Results after 100 episodes:
Average timesteps per episode: 20.88
Average penalties per episode: 0.0
""""
# Specify the game required
env_name = 'Taxi-v3'
# Return the game environment as an object
env = get_env(env_name)
# Build the Q-Table just specify the learning parameters
q_table=q_table_train(env,alpha =.1,gamma = .6,epsilon = .9)
# Evaluate the model by returning the time and penalties
frames, AVG_timesteps, AVG_penalities= model_evaluate(env, q_table)
# Visualize the game frame by frame
print_frames(frames)
# print the model Average timesteps and Average penalties
print(f"Average timesteps per episode: {AVG_timesteps}")
print(f"Average penalties per episode: {AVG_penalities}")
# Specify the game required
env_name = 'FrozenLake-v1'
# Return the game environment as an object
env = get_env(env_name)
# Build the Q-Table just specify the learning parameters
q_table=q_table_train(env,alpha =.1,gamma = .6,epsilon = .9)

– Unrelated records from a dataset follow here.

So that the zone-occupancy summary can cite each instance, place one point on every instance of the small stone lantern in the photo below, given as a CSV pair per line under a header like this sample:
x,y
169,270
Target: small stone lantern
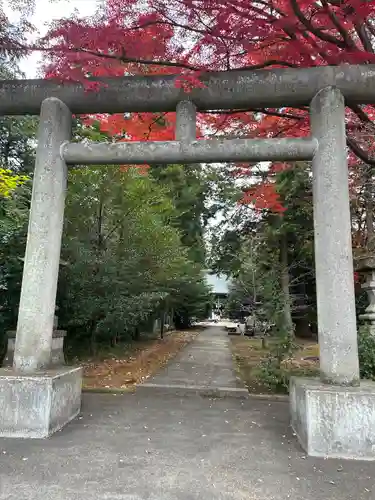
x,y
366,265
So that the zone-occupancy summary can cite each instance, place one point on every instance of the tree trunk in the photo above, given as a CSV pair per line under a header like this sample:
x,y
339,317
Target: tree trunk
x,y
369,208
137,334
162,321
285,286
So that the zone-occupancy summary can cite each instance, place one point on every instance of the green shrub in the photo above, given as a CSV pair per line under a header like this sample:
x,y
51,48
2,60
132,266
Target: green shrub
x,y
366,353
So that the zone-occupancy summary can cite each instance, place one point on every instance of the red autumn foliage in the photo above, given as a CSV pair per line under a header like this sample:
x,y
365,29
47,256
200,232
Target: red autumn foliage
x,y
185,37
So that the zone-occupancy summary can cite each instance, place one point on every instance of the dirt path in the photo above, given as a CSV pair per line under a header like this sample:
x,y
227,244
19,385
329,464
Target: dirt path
x,y
134,367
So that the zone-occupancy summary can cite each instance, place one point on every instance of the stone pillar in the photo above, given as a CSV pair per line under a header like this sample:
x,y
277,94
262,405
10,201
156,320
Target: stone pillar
x,y
333,246
186,123
39,284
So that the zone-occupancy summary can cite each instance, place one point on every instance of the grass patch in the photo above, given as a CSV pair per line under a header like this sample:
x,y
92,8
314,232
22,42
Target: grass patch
x,y
260,370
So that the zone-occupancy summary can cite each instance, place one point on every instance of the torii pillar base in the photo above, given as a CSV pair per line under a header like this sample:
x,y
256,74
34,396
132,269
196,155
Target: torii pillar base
x,y
37,405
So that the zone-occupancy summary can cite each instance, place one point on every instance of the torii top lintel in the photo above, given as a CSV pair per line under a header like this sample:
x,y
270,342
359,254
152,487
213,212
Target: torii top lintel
x,y
225,90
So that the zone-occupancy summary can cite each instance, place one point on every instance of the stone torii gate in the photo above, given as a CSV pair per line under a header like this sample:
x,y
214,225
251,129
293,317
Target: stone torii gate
x,y
333,416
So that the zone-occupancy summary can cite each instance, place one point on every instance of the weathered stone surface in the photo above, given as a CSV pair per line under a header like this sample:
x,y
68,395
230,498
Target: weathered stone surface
x,y
57,353
333,242
42,257
36,406
332,421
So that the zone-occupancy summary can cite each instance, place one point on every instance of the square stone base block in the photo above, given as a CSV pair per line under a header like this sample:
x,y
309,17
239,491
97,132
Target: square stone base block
x,y
333,421
39,404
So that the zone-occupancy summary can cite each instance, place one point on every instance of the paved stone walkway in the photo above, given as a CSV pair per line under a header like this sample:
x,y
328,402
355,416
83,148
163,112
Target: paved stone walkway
x,y
156,445
204,366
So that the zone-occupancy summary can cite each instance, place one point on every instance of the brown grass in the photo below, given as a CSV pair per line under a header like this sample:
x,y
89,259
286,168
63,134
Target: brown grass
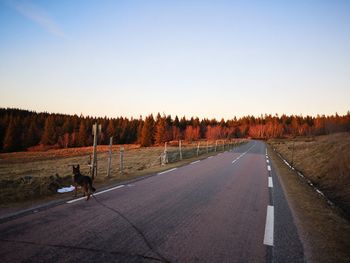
x,y
324,232
35,174
325,160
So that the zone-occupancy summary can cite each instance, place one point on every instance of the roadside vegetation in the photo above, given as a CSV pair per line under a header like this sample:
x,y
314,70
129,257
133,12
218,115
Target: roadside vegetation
x,y
325,160
27,175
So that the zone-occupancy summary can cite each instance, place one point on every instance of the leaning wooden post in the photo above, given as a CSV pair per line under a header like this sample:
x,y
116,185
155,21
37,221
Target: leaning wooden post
x,y
121,159
96,129
109,156
180,150
165,153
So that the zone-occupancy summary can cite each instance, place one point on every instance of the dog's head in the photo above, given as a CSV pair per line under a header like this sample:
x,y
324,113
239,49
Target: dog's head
x,y
76,169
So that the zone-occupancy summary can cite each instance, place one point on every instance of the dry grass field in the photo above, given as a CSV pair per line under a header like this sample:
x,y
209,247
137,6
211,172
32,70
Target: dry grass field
x,y
325,160
25,175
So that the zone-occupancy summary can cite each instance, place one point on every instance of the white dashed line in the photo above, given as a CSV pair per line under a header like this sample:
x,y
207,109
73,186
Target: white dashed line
x,y
270,182
235,160
268,237
167,171
102,192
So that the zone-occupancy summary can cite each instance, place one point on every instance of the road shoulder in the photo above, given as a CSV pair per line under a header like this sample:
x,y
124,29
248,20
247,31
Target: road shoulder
x,y
324,232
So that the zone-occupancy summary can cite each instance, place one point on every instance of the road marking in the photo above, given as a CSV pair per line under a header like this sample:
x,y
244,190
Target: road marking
x,y
110,189
268,237
270,182
167,171
235,160
102,192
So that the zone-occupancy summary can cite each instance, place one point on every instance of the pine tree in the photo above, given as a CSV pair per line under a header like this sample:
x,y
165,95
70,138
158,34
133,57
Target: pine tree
x,y
49,136
147,131
110,128
12,136
139,130
82,136
161,129
31,137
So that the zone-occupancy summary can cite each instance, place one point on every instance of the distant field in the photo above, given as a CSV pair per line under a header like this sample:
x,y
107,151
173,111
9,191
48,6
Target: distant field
x,y
325,160
34,174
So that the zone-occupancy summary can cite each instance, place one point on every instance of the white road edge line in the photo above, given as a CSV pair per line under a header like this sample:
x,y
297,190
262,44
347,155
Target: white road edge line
x,y
268,237
270,182
102,192
167,171
110,189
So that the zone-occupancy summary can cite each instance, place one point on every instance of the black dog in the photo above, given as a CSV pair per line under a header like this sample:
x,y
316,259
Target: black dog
x,y
84,181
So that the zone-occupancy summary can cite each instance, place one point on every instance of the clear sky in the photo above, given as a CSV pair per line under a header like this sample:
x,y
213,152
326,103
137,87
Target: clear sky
x,y
181,57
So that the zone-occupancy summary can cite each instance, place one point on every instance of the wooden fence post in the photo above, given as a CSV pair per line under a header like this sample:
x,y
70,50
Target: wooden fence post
x,y
121,154
109,156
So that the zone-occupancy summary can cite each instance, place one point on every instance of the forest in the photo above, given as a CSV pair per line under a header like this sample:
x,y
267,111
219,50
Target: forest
x,y
22,129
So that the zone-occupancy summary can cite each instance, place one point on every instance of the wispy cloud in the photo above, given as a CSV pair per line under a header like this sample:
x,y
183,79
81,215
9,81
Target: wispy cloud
x,y
37,15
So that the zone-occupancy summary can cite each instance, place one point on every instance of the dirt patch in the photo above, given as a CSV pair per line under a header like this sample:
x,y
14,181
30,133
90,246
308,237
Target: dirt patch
x,y
324,231
36,175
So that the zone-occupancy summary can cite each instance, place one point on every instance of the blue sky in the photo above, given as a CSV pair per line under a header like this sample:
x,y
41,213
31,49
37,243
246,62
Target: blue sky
x,y
194,58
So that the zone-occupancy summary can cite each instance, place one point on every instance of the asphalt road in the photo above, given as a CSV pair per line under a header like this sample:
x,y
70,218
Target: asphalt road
x,y
221,209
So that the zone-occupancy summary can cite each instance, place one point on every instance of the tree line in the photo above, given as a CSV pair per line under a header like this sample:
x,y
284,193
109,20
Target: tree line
x,y
22,129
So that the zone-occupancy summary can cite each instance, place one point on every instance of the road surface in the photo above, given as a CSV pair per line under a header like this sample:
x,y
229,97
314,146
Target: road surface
x,y
226,208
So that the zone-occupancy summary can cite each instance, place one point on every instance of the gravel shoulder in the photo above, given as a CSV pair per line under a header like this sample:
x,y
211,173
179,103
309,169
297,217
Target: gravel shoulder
x,y
323,230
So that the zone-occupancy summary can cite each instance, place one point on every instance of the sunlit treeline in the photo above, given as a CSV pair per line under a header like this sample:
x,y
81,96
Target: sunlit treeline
x,y
21,129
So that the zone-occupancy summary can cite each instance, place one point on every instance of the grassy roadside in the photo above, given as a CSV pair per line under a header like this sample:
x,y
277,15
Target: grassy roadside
x,y
325,160
324,232
139,162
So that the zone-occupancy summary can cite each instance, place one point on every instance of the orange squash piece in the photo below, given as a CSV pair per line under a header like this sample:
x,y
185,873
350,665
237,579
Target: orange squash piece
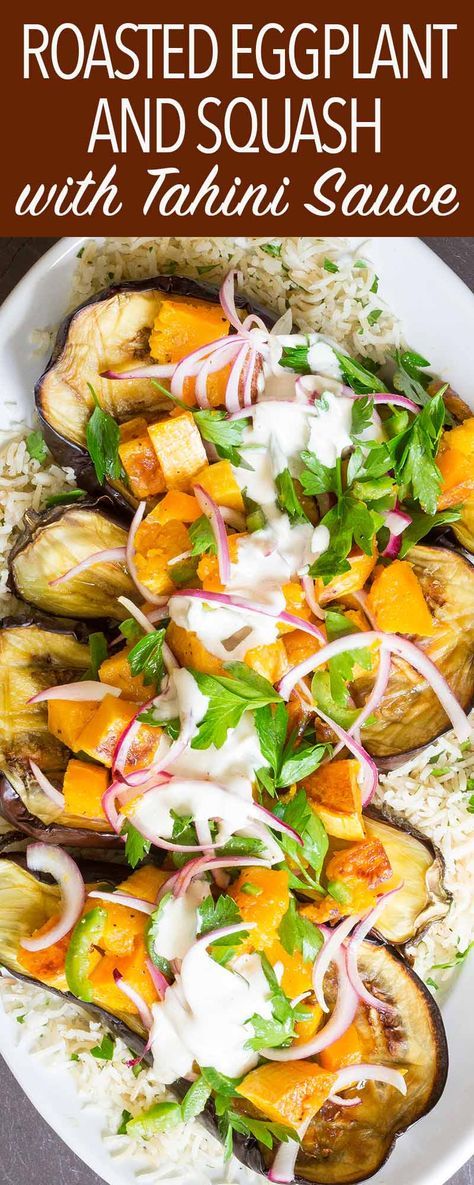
x,y
175,505
141,466
179,449
219,482
268,908
270,661
183,326
83,787
66,719
190,652
171,540
346,1051
116,672
134,969
397,603
335,786
362,565
45,965
288,1094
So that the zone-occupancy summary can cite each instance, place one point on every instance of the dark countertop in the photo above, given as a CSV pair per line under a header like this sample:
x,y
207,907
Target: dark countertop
x,y
29,1148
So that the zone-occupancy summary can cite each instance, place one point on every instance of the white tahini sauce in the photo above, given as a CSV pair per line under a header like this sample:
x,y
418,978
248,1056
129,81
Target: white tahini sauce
x,y
205,1016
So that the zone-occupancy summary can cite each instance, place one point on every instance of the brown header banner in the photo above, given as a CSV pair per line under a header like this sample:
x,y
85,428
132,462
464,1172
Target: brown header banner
x,y
321,119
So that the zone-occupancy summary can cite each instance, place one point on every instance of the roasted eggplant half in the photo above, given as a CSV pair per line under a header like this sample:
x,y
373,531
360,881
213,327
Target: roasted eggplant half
x,y
343,1145
33,655
418,864
52,542
110,331
410,715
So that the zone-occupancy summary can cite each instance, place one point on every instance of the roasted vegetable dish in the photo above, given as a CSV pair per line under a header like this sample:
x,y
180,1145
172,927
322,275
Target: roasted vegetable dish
x,y
254,607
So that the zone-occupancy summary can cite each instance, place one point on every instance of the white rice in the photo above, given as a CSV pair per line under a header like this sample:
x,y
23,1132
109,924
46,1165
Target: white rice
x,y
338,305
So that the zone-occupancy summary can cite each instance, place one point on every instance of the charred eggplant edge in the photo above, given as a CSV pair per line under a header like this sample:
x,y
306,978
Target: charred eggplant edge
x,y
76,456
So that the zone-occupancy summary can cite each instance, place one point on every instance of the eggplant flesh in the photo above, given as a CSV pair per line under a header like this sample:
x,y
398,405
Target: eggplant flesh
x,y
410,715
422,897
111,330
343,1145
32,658
53,542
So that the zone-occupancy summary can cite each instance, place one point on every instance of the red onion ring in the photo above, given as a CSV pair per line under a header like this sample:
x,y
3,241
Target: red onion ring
x,y
366,1073
132,994
47,788
213,514
238,602
127,900
51,859
109,556
87,690
397,645
327,954
341,1017
152,370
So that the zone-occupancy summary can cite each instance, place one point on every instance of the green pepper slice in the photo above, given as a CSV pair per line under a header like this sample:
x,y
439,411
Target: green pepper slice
x,y
87,932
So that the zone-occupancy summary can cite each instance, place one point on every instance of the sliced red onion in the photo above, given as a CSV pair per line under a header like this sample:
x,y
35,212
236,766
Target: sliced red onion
x,y
77,692
203,864
307,585
358,936
51,859
52,793
212,512
132,994
340,1019
238,602
159,980
405,649
152,370
190,365
234,384
369,768
127,900
327,955
344,1102
130,557
234,518
109,556
350,1075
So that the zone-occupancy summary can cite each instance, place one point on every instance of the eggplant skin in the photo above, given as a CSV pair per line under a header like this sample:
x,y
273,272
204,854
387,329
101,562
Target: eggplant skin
x,y
343,1145
410,715
62,396
422,897
55,540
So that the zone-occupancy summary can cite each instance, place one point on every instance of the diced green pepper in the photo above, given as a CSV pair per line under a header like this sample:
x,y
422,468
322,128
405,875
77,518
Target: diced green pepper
x,y
87,932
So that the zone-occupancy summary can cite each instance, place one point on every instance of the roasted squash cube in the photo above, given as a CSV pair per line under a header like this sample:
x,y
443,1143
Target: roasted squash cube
x,y
141,466
116,672
397,603
84,786
66,719
179,449
288,1094
219,482
185,325
100,736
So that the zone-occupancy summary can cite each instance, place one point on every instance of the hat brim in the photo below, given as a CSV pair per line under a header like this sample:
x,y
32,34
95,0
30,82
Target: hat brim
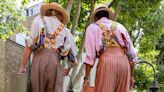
x,y
92,17
57,7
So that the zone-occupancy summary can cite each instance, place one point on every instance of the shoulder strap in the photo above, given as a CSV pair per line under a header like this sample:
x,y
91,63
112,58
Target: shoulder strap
x,y
113,28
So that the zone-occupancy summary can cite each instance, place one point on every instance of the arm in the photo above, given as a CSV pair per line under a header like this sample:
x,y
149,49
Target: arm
x,y
26,55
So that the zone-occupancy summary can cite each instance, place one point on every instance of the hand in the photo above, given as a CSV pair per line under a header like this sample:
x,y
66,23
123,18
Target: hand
x,y
22,70
131,82
65,72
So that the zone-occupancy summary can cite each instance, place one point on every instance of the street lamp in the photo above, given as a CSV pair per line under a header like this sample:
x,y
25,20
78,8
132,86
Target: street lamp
x,y
154,87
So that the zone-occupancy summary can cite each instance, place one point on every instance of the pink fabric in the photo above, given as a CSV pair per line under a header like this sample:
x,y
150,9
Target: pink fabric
x,y
93,39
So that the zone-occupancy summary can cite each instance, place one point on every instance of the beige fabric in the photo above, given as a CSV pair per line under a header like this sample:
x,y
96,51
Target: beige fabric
x,y
46,72
98,8
57,7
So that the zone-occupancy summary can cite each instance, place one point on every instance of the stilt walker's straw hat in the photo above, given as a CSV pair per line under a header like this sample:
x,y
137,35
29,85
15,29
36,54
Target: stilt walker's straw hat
x,y
98,8
57,7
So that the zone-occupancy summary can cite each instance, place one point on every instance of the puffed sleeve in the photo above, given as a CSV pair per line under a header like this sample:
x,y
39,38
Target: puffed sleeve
x,y
130,45
90,46
34,32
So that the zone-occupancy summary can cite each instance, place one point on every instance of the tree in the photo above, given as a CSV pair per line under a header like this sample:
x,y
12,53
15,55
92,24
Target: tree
x,y
10,18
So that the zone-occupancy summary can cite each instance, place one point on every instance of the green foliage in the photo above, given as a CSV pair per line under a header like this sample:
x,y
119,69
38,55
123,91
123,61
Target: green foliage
x,y
142,80
10,18
160,75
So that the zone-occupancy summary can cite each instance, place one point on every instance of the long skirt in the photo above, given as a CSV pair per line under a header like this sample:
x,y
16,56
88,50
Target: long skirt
x,y
45,73
113,71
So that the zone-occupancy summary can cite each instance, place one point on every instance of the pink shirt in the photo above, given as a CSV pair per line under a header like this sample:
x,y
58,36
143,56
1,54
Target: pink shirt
x,y
93,40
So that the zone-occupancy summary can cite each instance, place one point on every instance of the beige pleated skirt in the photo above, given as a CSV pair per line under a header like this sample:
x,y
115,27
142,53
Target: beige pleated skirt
x,y
113,72
45,75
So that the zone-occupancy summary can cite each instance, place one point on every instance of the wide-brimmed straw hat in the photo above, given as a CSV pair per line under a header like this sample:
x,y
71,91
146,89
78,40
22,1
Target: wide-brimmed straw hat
x,y
98,8
55,6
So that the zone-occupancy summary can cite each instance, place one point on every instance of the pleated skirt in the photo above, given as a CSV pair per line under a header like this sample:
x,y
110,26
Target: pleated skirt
x,y
45,72
113,71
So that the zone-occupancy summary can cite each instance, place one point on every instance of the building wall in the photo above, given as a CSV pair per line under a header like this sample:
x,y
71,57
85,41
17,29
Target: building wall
x,y
13,55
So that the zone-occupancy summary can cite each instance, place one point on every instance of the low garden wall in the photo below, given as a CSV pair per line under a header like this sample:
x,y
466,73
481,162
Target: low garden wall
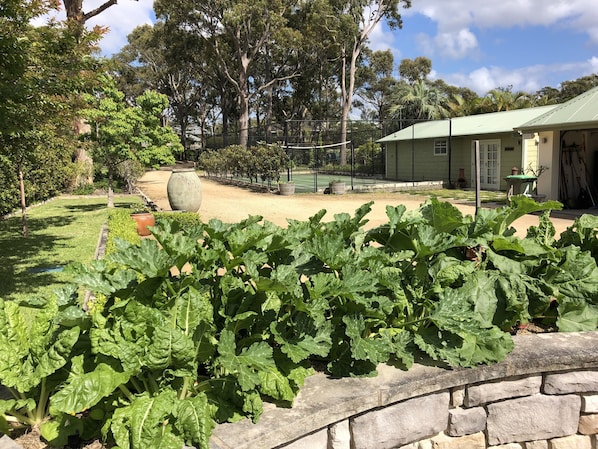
x,y
544,395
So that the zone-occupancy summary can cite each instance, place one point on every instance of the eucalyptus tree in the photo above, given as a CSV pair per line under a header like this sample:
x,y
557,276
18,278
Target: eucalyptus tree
x,y
417,69
505,99
376,84
74,10
163,59
241,28
123,133
352,22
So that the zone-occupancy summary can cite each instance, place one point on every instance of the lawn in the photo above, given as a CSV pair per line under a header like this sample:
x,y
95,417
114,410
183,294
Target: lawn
x,y
61,231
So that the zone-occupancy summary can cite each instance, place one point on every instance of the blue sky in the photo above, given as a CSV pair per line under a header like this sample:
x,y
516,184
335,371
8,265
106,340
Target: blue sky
x,y
484,44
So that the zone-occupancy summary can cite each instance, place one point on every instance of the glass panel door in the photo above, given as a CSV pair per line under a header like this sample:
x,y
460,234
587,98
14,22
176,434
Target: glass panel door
x,y
489,164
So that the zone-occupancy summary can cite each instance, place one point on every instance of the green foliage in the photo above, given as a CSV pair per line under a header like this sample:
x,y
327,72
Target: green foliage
x,y
43,69
262,162
38,344
125,134
161,358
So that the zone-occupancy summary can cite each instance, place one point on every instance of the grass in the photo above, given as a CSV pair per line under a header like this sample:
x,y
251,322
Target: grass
x,y
61,232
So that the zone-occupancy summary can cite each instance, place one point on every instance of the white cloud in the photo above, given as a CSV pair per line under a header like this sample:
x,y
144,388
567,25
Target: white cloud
x,y
456,20
456,45
120,19
527,79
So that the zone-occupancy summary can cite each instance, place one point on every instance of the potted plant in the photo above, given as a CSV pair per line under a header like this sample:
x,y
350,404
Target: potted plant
x,y
286,187
337,187
143,217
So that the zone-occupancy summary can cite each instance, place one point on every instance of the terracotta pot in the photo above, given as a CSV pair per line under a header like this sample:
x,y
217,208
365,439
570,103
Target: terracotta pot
x,y
184,190
143,220
337,188
286,188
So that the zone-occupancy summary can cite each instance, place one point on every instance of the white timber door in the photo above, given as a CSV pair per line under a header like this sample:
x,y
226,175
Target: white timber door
x,y
489,164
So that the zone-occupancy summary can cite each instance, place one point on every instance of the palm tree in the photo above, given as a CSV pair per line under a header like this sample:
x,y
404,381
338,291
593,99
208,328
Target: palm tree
x,y
419,101
504,99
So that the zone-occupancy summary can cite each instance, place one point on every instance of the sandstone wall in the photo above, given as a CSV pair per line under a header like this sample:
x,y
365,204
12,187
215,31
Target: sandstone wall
x,y
543,396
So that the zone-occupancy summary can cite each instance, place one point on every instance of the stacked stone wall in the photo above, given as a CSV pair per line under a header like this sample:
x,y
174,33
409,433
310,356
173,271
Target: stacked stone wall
x,y
543,396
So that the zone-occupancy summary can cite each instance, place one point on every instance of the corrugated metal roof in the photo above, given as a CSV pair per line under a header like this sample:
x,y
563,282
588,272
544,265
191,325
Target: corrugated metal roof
x,y
581,111
491,123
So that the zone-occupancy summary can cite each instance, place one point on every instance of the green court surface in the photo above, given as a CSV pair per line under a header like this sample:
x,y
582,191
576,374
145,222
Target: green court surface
x,y
317,182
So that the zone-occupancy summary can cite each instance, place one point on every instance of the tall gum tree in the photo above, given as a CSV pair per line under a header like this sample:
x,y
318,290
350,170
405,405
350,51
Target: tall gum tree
x,y
357,20
74,10
239,28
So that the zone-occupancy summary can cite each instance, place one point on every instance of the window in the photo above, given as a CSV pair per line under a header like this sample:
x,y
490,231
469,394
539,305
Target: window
x,y
440,147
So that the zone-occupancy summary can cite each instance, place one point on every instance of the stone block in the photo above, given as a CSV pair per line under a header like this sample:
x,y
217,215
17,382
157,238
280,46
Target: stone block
x,y
402,423
571,442
317,440
505,389
538,444
466,421
572,382
508,446
475,441
339,435
588,424
589,403
457,396
7,443
537,417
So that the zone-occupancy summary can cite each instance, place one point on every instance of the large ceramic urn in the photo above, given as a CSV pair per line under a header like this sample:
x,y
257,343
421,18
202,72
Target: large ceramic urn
x,y
184,190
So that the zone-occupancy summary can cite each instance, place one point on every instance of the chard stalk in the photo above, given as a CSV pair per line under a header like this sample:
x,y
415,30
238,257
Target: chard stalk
x,y
40,411
183,393
126,392
136,385
18,418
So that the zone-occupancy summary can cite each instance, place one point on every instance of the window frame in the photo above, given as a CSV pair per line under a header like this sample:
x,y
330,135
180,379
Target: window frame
x,y
440,147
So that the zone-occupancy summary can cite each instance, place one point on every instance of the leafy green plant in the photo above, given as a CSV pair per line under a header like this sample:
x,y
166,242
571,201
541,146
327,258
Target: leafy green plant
x,y
259,307
38,343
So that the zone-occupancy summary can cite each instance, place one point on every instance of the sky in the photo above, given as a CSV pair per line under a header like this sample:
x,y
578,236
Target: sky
x,y
479,44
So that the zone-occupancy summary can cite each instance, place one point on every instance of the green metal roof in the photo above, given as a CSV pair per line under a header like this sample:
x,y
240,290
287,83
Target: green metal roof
x,y
579,112
491,123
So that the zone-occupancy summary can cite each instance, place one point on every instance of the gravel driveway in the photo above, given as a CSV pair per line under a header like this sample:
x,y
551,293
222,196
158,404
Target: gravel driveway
x,y
232,204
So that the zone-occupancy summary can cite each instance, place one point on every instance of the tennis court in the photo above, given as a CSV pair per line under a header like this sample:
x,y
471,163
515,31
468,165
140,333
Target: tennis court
x,y
312,181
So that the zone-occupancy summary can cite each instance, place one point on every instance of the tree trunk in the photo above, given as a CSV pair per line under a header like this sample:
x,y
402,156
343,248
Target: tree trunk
x,y
74,10
23,202
244,118
110,189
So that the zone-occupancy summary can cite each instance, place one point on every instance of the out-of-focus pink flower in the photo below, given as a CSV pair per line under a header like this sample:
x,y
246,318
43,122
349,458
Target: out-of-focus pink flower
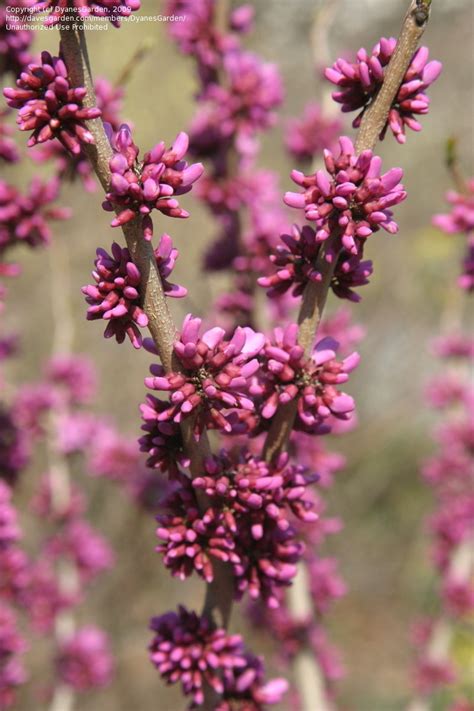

# Evaluate the model by returning the time and penalties
frames, AVG_timesteps, AVG_penalities= model_evaluate(env, q_table)
# Visualize the game frame by frame
print_frames(frames)
# print the model Average timesteps and Average penalties
print(f"Average timesteps per episode: {AVG_timesteps}")
print(f"Average penalties per episode: {AVG_penalities}")
Also, built a function to train and evaluate the model using the decay over episodes technique using this equation: parameter = parameter*(1-parameter * decay_factor)
# The hyperparameter
alpha = 0.1
gamma = 0.9
epsilon = 0.9
# Apply the decay over technique with decay factor .1
decay_over = True
decay_factor= .1
env_name = 'Taxi-v3'
frames, AVG_timesteps, AVG_penalities = train_model(env_name, alpha_para = alpha, gamma_para =gamma, epsilon_para = epsilon,decay_over=decay_over,decay_factor=decay_factor)
print(f"Average timesteps per episode: {AVG_timesteps}")
print(f"Average penalties per episode: {AVG_penalities}")
""" Output:
Episode: 100000
Average timesteps per episode: 20.88
Average penalties per episode: 0.0
"""
env_name = 'FrozenLake-v1'
frames,AVG_timesteps, AVG_penalities = train_model(env_name, alpha_para = 0.1, gamma_para = 0.6, epsilon_para = 0.9,decay_over=True,decay_factor=.1)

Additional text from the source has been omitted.